In the third phase of our study, the lungs were harvested and after 1 h in cold storage, the lungs were connected to the ex vivo lung perfusion and allowed to warm up gradually. During DCD lung donation and the lungs brought to clinical grade with EVLP, it is generally thought that the EVLP phase is where the donor lung is most susceptible to lung injury due to the use of positive pressure ventilation and the fact that the chest cavity is no longer present to limit distension. Therefore, it is of intense interest to better understand what is occurring during this phase and to better understand how to reduce potential lung injury. In our study, we warmed the lungs and ventilation together until we reached full pulmonary flow of 3.5–4 l/min and full ventilation according to VCV1 ventilation mode. The ventilation mode was then kept stable, and the pulmonary flow was put to 25, 50, 75, and 100% subsequently. When only 25% of the pulmonary flow was driven through the lung, we did not see any particular flow from the small respiratory tracts. As pulmonary flow increased, the flow of particles from the small respiratory tracts also significantly increased. This suggests that the particle flow is somehow at least partly dependent on blood flow through the lungs. Figure 3b displays the stepwise increase in particle flow from the airways when blood flow through the lungs is increased stepwise.
Fig. 3
Fig. 3

Distribution of different particle sizes during different ventilation modes in vivo. a Volume-controlled ventilation (VCV) and b pressure-controlled ventilation (PCV). Note the differences in the total amount of particle count in the two different ventilation settings; interestingly, the same particle size distribution was seen in the both settings

The fact that particle flow increases with increased blood flow might also explain why there was an increased particle flow when going from PEEP 10 to PEEP 2. PEEP 10 might have decreased the blood flow in the lungs while with PEEP 2 the blood flow can be suggested to have increased and thereby also increased the particle flow in exhaled air. We could not detect any significant change in increased airway pressure during the EVLP process relating to particle flow changes. There was also no considerable particle flow in any ventilation mode during post mortem ventilation which gives some evidence for the fact that blood flow through the lung is of some importance for particle flow in exhaled air. This indicates that the particle flow in exhaled air might reflect the blood flow through the lung and particularly the small airways. This observation warrants further study. Importantly, we did not observe any correlation between particle collection and results from blood gases in the EVLP phase of our study and nor from the in vivo and post mortem phases either.

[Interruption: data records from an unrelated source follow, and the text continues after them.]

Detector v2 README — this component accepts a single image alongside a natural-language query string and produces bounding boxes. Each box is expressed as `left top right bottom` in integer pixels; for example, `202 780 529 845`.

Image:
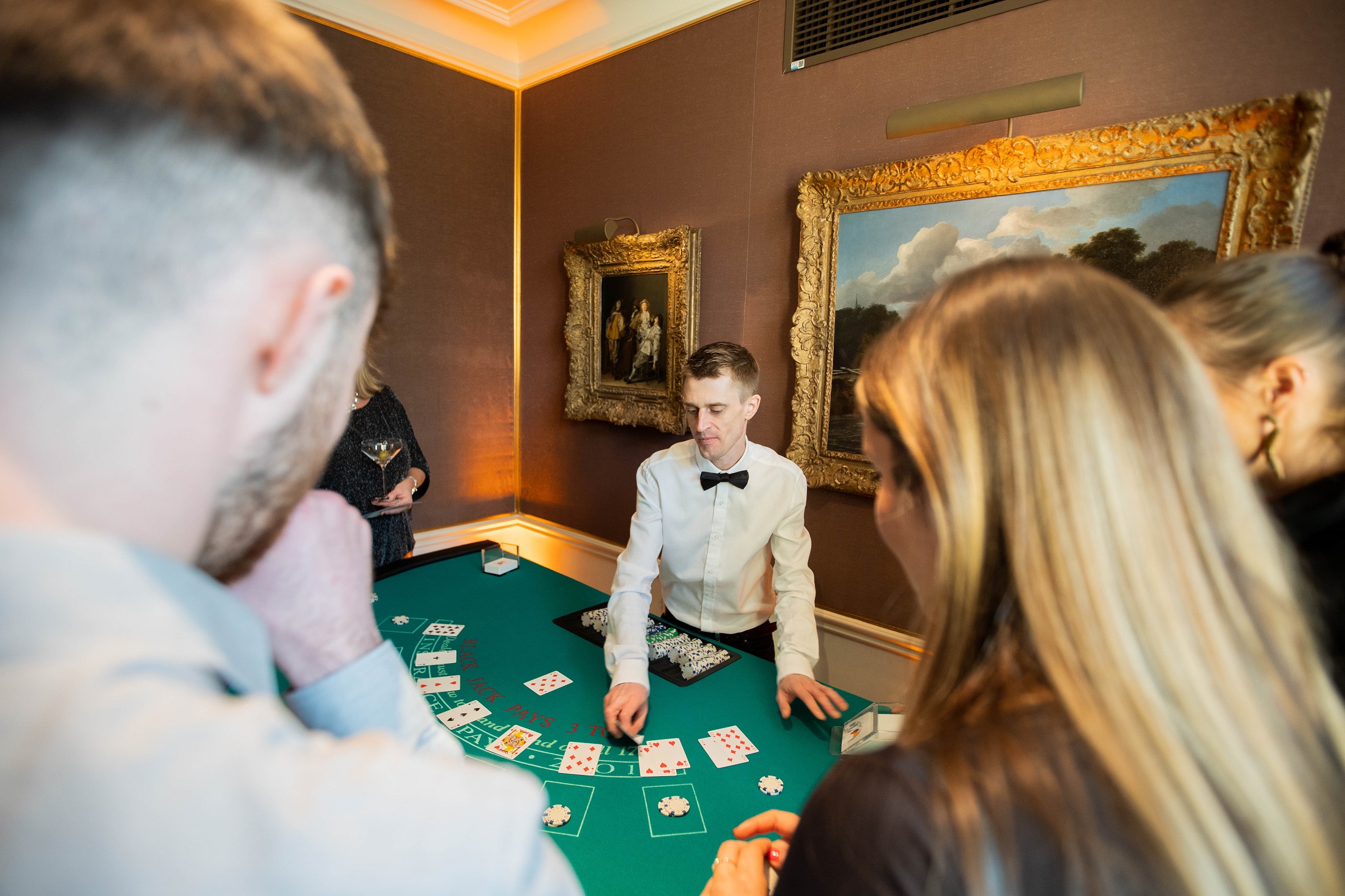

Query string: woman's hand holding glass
370 476 415 510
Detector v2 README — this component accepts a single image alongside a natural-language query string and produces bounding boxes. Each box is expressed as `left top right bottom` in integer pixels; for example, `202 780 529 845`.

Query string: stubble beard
196 353 343 582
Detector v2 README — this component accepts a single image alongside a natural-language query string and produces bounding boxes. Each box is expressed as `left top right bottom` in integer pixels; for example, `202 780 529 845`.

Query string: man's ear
742 395 761 421
257 265 355 393
1259 355 1307 417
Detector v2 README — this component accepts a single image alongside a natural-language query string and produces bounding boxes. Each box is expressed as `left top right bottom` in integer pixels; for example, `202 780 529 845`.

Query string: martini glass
359 439 402 495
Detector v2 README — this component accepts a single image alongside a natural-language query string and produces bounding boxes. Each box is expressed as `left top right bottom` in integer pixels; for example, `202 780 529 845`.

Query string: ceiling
284 0 751 87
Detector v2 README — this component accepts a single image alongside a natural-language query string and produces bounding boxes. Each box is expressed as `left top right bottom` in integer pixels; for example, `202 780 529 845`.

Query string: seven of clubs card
639 737 691 777
559 740 603 775
436 700 491 730
485 725 540 758
523 673 570 694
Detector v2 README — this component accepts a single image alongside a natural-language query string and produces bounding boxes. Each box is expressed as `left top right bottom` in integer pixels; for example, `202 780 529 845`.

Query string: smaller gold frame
565 226 701 435
787 90 1330 495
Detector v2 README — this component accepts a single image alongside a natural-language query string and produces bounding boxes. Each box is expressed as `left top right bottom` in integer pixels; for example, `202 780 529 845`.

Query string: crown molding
284 0 756 90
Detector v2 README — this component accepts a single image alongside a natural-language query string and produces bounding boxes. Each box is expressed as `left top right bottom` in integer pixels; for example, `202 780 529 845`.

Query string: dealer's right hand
603 682 650 737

Different settings of ventilation modes were then analyzed and again we found that large tidal volume resulted in an increased particle flow from the airways compared to small tidal volumes. However, we did not observe a lower particle flow in VCV as compared to PCV. The relationship was rather the reverse for small tidal volumes, where PCV1 resulted in a significantly lower particle flow from the respiratory tract than VCV1. No difference was found between the particle flows in the small airways for large tidal volume, i.e., VCV2 and PCV2. We anticipated that small PEEP would produce a significantly higher particle flow from the airways than high PEEP during in vivo ventilation. However, we noticed that when releasing PEEP from 10 to 2, i.e., high PEEP to low PEEP, this resulted in a significant increase of particle flow from the respiratory tract. We believe that this suggests that blood flow through the lung might play a significant role for particle flow in exhaled air and particle flow may reflect blood flow through the lung. We observed different patterns between in vivo and EVLP but not between different ventilation modes, i.e., PCV and VCV. Differences were only observed between small and large tidal volumes. This may be due to the fact that there is an underlying physiological difference which can be detected with the Pexa technique between the in vivo and EVLP setting since the thoracic wall is not there; no difference was seen between PCV and VCV but only between small and large tidal volumes.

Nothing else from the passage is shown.